L’autre grand moment d’“After the Fall” est sa version d’Autumn Leaves. Adoptant un tempo medium, le pianiste en dévoile d’emblée la mélodie pour longuement improviser, égrainer de longs chapelets de notes entrecoupées de courts silences. DeJohnette en martèle le rythme sur sa caisse claire, puis sur ses cymbales. La musique tourne à plein régime depuis plus de cinq minutes lorsque Peacock qui s’est jusque-là montré discret, se manifeste en prenant un solo aussi inattendu qu’inventif. Par de courtes phrases répétitives qui donnent de la tension à la musique, Jarrett contraint alors sa rythmique à partager avec lui l’espace sonore. C’est d’abord avec la batterie que son piano dialogue avant de réexposer le thème et de laisser parler la contrebasse, lui laissant conclure le morceau par une série de notes répétitives, brèves phrases musicales installant l’hypnose. La version d’Autumn Leaves, enregistrée à Juan-les-Pins, est encore plus longue. Son thème génère une longue improvisation baptisée Up For It, qui donne son nom à l’album.
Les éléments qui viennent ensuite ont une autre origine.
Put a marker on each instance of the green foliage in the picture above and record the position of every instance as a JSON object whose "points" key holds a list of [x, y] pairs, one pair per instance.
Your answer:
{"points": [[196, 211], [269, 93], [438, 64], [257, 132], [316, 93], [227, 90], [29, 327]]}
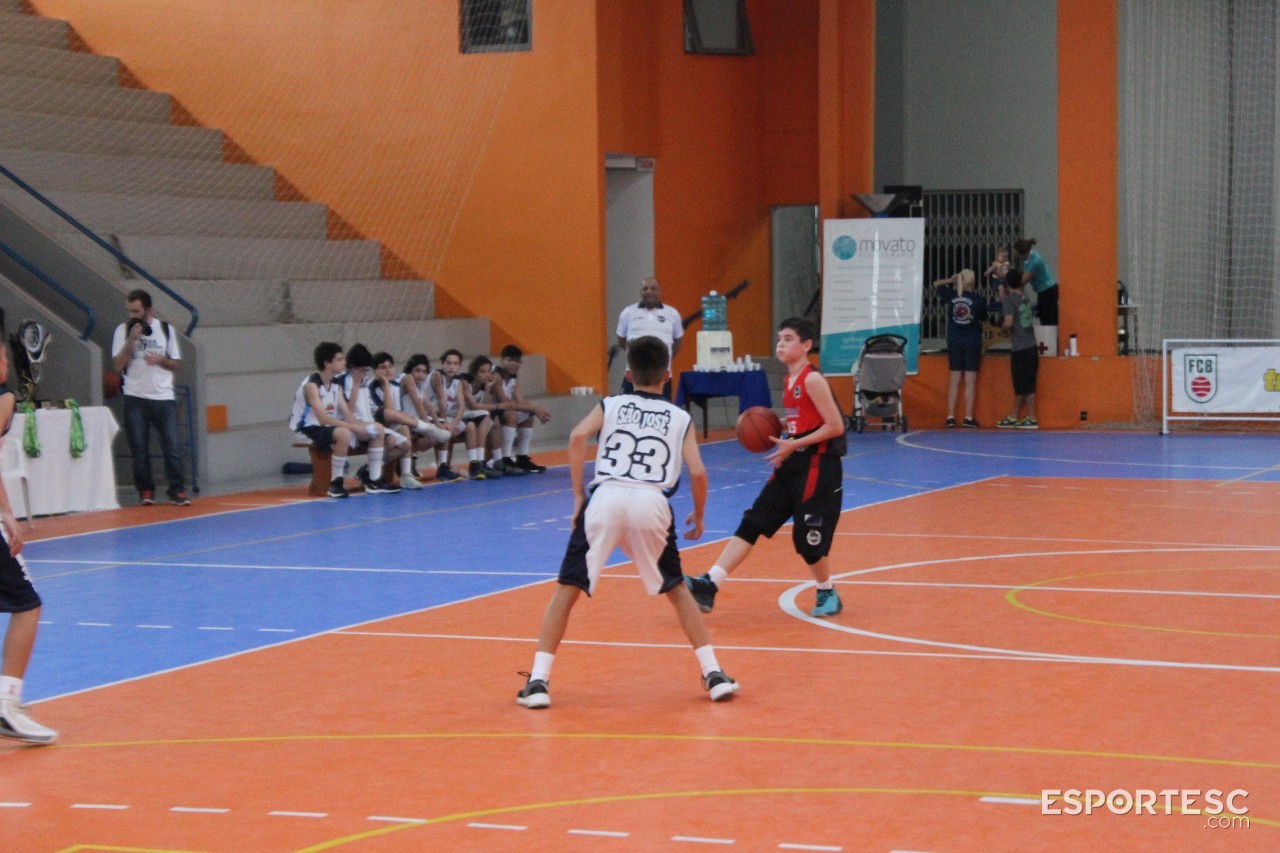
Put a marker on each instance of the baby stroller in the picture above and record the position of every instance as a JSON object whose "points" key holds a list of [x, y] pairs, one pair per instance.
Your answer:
{"points": [[878, 383]]}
Son interminable ostinato de piano libère la rythmique, la pousse également au dialogue mais la musique, moins tendue, n’est pas aussi excitante.
Avec “Whisper Not”, “Up for It” reste toutefois une des plus grandes réussites du trio. Il faut désormais ajouter “After the Fall”. Avec lui, Keith Jarrett ouvre une nouvelle page de sa carrière. Les années qui suivent le verront moins jouer avec son trio aujourd’hui dissous. S’étant remis à donner des concerts en solo, il y improvise des pièces plus courtes, lyriques ou abstraites, crée des mondes sonores contrastés qui reflètent son éclectisme. Enregistré entre avril et juillet 2014 (chronique dans le blog de Choc le 25 mai 2015), “Creation” son disque le plus récent, témoigne de la grandeur et des questionnements de ce géant du piano.
* (1) Sous le nom de “A Multitude of Angels”, ECM a publié en 2016 l’intégralité de ces quatre concerts.
*(2) Les trois hommes ont toutefois enregistré pour ECM, en février 1977, l’album “Tales of Another” publié sous le nom de Gary Peacock.